The first annotated edition of L.P. Hartley's great classic, the present text generally follows that of the first edition of 1953 and also includes a number of small but significant corrections based on the surviving holograph of The Go-Between.
Lord David Cecil described L.P. Hartley as "One of the most distinguished of modern novelists; and one of the most original. For the world of his creation is composed of such diverse elements. On the one hand he is a keen and accurate observer of the processes of human thought and feeling; he is also a sharp-eyed chronicler of the social scene. But his picture of both is transformed by the light of a Gothic imagination that reveals itself now in a fanciful reverie, now in the mingled dark and gleam of a mysterious light and a mysterious darkness.... Such is the vision of light presented in[his] novels.

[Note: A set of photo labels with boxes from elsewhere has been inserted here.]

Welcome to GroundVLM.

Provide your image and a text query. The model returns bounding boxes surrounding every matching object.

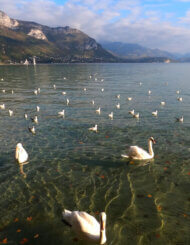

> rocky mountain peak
[0,11,19,28]
[27,29,47,40]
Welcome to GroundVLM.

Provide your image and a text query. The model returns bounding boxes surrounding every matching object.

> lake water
[0,64,190,245]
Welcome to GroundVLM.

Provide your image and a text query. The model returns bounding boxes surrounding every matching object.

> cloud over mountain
[0,0,190,52]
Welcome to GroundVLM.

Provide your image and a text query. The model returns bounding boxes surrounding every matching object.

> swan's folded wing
[129,146,149,159]
[71,211,100,239]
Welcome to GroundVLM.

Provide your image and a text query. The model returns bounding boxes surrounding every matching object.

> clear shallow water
[0,64,190,245]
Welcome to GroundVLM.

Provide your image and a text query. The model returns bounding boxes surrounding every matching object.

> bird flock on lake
[0,75,183,244]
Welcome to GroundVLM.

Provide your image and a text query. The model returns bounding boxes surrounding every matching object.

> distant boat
[33,57,36,66]
[23,59,29,65]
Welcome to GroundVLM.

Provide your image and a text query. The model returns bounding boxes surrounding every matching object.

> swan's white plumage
[15,143,28,163]
[62,209,106,244]
[122,137,155,160]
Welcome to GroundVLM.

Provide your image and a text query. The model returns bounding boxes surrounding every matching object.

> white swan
[67,99,70,105]
[152,110,158,117]
[129,109,135,116]
[58,110,65,117]
[28,126,36,134]
[133,113,139,118]
[15,143,28,163]
[9,110,13,117]
[121,137,156,160]
[34,89,38,95]
[89,124,98,133]
[108,112,113,119]
[62,209,106,244]
[0,104,5,110]
[177,97,183,101]
[96,107,101,114]
[31,116,38,124]
[176,116,183,122]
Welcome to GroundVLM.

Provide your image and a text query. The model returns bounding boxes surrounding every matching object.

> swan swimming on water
[96,107,101,114]
[108,112,113,119]
[9,110,13,117]
[62,209,106,244]
[88,124,98,133]
[121,137,156,160]
[58,110,65,117]
[152,110,158,117]
[15,143,28,163]
[129,109,135,116]
[176,116,183,122]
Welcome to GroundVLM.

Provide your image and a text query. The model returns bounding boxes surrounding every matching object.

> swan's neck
[100,216,106,244]
[148,140,154,157]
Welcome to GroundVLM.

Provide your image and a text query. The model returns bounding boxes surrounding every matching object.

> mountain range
[0,11,117,63]
[0,11,190,63]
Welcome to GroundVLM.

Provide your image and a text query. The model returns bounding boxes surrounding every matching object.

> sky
[0,0,190,53]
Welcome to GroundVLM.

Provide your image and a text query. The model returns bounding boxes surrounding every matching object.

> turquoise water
[0,64,190,245]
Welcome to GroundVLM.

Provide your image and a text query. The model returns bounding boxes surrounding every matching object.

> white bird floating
[0,104,5,110]
[31,116,38,124]
[58,110,65,117]
[28,126,36,134]
[89,124,98,132]
[9,110,13,117]
[177,97,183,101]
[133,113,139,118]
[15,143,28,163]
[176,116,183,122]
[96,107,101,114]
[108,112,113,120]
[129,109,135,116]
[67,99,70,105]
[121,137,156,160]
[62,209,106,244]
[152,110,158,117]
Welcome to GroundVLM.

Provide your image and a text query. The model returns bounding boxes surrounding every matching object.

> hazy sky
[0,0,190,53]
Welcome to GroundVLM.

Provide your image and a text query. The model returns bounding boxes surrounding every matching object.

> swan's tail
[62,209,72,226]
[121,154,129,158]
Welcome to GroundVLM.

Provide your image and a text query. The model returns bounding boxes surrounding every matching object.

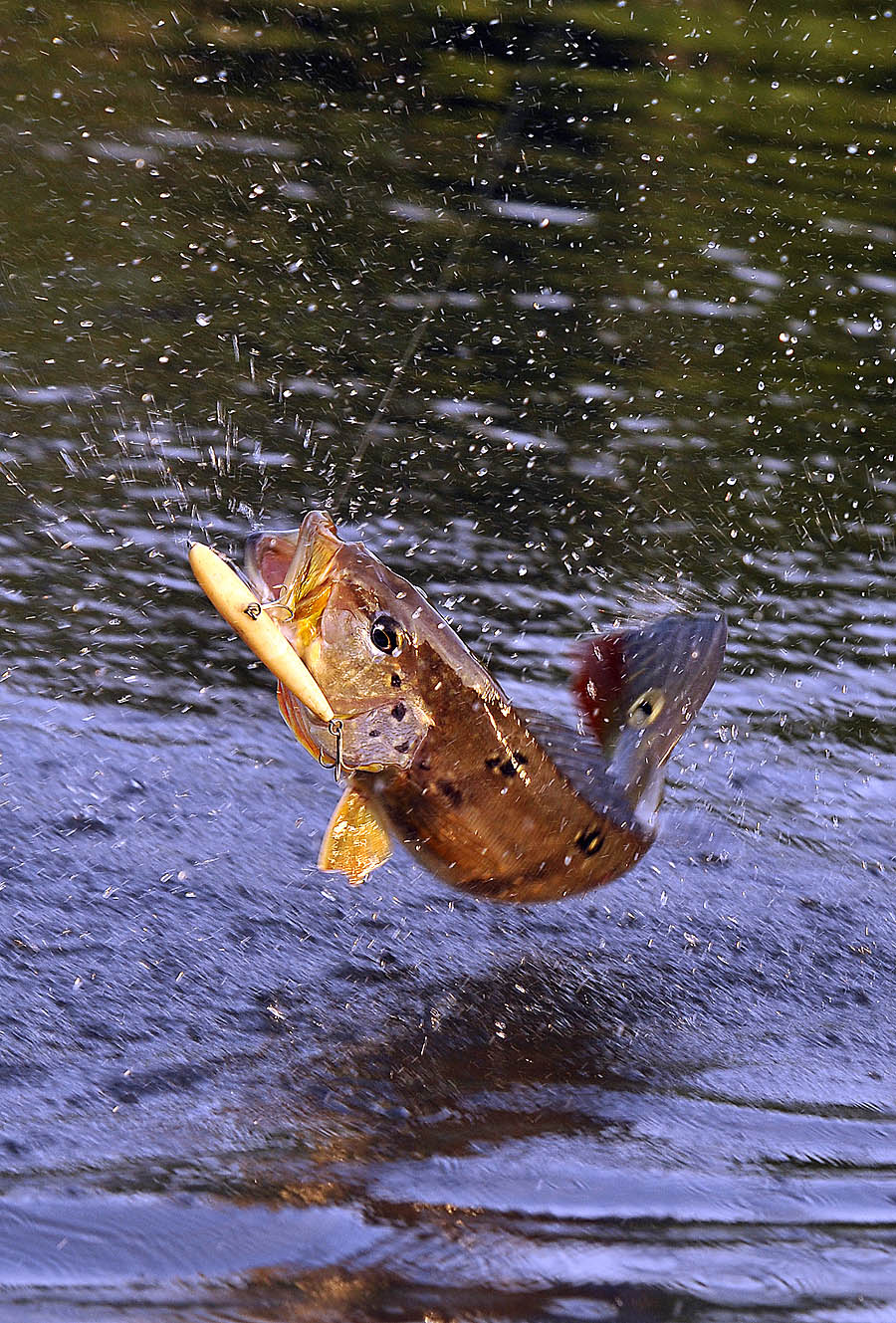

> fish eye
[370,615,401,656]
[628,689,666,731]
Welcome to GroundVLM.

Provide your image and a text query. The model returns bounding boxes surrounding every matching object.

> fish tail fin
[573,611,727,820]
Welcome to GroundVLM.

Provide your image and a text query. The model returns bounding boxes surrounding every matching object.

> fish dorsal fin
[318,784,392,886]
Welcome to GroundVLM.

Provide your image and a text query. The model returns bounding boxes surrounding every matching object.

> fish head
[573,611,727,823]
[246,511,498,772]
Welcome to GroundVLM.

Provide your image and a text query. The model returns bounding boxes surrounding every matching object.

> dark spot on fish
[486,749,530,776]
[575,827,606,855]
[438,780,463,808]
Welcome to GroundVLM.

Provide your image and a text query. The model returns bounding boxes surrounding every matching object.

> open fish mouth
[245,511,345,643]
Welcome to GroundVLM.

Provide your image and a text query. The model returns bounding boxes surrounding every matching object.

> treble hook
[327,717,342,784]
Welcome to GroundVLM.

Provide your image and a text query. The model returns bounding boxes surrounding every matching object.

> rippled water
[0,0,896,1323]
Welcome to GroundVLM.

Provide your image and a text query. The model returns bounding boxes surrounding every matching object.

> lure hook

L.P. Hartley (1895–1972), the son of the director of a brickworks, attended Harrow and Balliol College, Oxford, before setting out on a career as a literary critic and writer of short stories. In 1944 he published his first novel, The Shrimp and the Anemone, the opening volume of the trilogy Eustace and Hilda. In the spring of 1952, Hartley began The Go-Between, a novel strongly rooted in his childhood. By October he had already completed the first draft, and the finished product was published in early 1953. The Go-Between became an immediate critical and popular success and has long been considered Hartley’s finest book. His many other novels include Facial Justice, The Hireling, and The Love-Adept.
Colm Tóibín is the author of six novels, including The Master (a novel based on the life of Henry James) and Brooklyn, and two collections of stories, Mothers and Sons and The Empty Family. He has been a visiting writer at Stanford, the University of Texas at Austin, and Princeton, and is now Mellon Professor in the Humanities at Columbia University.